In 2014, when the Canadian rock duo, Death From Above 1979 wrote the song “Always On”, they were talking about technology making us stay online. Two years later, it’s all the more relevant as we wake up to Twitter, Facebook, Instagram, YouTube, Snapchat, Tumblr… the list goes on. 

So on one hand you have an endless stream of information coming in. On the other hand, work is piling up. I started writing this article an hour ago and I managed to write only the intro. Reason? I’ve been alternating between Facebook and Twitter. Even if I manage to keep my phone away, I make sure my newsfeed is on my homescreen so as not to miss a tweet/post.

There’s actually a term for this – FoMO , Fear of Missing Out. In July 2013, Andrew Przybylski  (a bigshot researcher and scholar in the field of internet and psychology) and his team defined FoMO as “a desire to stay continually connected with what others are doing”. In other words, FoMo is a byproduct of a digital culture that keeps us bordering on ADHD in trying to keep up with everything.

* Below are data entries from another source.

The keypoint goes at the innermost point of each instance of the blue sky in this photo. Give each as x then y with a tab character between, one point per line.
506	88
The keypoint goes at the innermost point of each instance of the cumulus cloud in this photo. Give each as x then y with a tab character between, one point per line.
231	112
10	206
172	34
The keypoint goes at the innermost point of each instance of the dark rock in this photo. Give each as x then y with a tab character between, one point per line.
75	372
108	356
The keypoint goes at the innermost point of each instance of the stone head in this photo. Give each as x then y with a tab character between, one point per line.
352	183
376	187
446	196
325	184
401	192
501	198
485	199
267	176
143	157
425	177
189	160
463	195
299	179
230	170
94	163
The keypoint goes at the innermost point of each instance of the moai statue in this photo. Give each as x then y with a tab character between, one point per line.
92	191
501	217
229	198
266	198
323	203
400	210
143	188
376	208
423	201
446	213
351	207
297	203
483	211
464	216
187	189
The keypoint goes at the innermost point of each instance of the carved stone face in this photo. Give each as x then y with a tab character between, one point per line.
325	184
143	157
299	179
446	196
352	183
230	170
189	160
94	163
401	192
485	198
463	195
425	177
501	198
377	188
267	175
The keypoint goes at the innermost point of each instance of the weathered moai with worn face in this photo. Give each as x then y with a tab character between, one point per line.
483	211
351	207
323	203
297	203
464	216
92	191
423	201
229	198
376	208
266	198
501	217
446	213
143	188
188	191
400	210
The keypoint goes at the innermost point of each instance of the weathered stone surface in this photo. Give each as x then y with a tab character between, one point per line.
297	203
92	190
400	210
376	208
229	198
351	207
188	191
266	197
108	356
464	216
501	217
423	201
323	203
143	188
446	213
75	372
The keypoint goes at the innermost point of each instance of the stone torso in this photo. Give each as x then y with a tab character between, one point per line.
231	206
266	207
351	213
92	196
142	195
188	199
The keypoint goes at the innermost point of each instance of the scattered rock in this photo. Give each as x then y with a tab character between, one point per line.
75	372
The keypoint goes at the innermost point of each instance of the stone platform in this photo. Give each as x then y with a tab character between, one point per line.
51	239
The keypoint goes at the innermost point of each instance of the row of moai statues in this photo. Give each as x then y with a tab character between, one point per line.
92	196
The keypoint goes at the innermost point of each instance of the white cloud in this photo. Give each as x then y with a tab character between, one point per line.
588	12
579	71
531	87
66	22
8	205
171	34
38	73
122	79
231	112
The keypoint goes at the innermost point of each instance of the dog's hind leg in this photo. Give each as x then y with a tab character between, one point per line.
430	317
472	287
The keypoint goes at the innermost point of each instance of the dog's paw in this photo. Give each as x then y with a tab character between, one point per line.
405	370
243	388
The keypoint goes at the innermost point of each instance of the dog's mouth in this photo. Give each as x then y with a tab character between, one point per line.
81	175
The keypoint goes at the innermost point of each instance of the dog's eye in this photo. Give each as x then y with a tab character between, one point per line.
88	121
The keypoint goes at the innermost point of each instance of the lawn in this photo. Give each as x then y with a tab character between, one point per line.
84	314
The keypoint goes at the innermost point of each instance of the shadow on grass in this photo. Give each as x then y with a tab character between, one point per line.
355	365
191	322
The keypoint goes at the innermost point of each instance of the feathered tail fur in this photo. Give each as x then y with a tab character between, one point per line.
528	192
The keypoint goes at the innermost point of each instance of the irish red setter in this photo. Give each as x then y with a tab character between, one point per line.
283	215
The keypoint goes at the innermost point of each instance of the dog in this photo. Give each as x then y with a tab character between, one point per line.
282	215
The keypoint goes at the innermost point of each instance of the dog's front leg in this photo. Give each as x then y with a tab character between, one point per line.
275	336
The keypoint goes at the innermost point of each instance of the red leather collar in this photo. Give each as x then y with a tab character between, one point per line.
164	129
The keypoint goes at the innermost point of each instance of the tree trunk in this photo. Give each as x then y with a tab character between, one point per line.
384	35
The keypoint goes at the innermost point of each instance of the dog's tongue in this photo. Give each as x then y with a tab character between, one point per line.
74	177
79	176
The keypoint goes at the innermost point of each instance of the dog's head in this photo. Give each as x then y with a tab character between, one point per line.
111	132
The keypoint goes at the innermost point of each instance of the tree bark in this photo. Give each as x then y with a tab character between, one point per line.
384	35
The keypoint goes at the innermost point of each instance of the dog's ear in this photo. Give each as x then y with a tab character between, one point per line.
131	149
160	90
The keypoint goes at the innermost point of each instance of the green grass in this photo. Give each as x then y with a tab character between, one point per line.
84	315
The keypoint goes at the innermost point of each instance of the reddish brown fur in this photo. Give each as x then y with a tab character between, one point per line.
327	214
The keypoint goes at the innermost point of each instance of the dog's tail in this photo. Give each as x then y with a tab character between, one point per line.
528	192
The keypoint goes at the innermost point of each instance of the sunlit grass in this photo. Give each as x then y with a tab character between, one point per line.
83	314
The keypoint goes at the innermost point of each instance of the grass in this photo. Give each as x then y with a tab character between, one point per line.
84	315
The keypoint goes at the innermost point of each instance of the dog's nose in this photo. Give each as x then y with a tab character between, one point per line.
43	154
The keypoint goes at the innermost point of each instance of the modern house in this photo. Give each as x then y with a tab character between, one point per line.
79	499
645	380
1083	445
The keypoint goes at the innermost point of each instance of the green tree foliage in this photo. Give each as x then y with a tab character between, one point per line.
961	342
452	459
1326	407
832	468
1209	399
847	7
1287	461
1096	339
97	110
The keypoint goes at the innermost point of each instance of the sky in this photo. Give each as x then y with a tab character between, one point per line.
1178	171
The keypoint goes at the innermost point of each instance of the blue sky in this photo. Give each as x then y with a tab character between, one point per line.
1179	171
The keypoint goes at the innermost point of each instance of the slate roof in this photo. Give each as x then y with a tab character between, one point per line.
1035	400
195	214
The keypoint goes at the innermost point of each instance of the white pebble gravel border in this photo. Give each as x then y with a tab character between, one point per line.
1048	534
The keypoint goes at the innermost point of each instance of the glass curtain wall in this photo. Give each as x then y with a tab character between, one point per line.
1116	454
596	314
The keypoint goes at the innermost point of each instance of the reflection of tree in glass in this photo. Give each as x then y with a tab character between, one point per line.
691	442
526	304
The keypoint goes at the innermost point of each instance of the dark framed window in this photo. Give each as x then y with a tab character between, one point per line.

So you’re planning to work or study and you can’t keep your hands off your phone. Or you’ve checked your newsfeed through and through and you’re still refreshing the page in hopes of something interesting coming up. You’re bored on social media and off it. Meanwhile, clocks be ticking! How do you concentrate on the work at hand?

Virtual Check

You’re not going to get anything done with the nagging feeling in your head when you see a notification , so might as well check it out . But don’t stick around forever. One good strategy is to note the amount of time you need to go through the newsfeed (about 7 minutes) and make it a point to log out once you’re done.


So you’ve realized you have a problem and want to do something about it. To help you get started, you can download the app called Quality Time (it’s free) which calculates the amount of time you’re spending on a particular app and notifies you when you’re above the threshold. (You can adjust the threshold anytime you want). Guaranteed, this app will not be your best friend straight off but, in time, you’ll realize what a blessing it is.


Now this is hard. If you have trouble concentrating, a notification alert will probably make it worse. Do the impossible, unsubscribe. It doesn’t mean you won’t be notified if someone comments on your post. It means, you won’t be notified on your homescreen, i.e, you have to log into the app to see the notification. If you use your laptop more than your phone, be sure to  logout after using a website as well. And close the damn tab. Decreasing social media access will make it easier for you to disengage, specially when you have important work to do.

A little help from Psychology

FoMO is not just an internet phenomenon. Research is being undertaken to study its effects on human subjects (us, lol, we’re the guinea pig generation) but it has already been established that the effects are more negative than good. Anxiety, Adult ADHD, Addiction,sleep deprivation –  there are a lot of side-effects to digital culture. Psychology Today has posted extensively about it . If you think you’re suffering from a serious problem , check out these articles to assess where you stand. Seek help, if needs be.

Reality Check

Most importantly, remember what is being posted on social media is more about projecting an image than depicting reality. Social media shows you the best part of someone’s life, not their real problems. Memes are a great way to take your mind off things, but they provide temporary relief. And retweets are not a measure of your self-worth. Disengaging from the virtual reality is important. Keep your phone away for a few hours each day. Take a walk, meet up with your friend or talk to your parents, cook (without posting about it on instagram), read a book, or meditate.

We are the digital generation. It’s next to impossible to go back to the Stone Age of no smartphones (unless there’s an alien invasion that wipes off all virtual data). We are bombarded with information all day and we love it! But when it interferes with work, make sure to apply these tips so that you’re not overwhelmed. Let’s be in love with social media, but not controlled by it.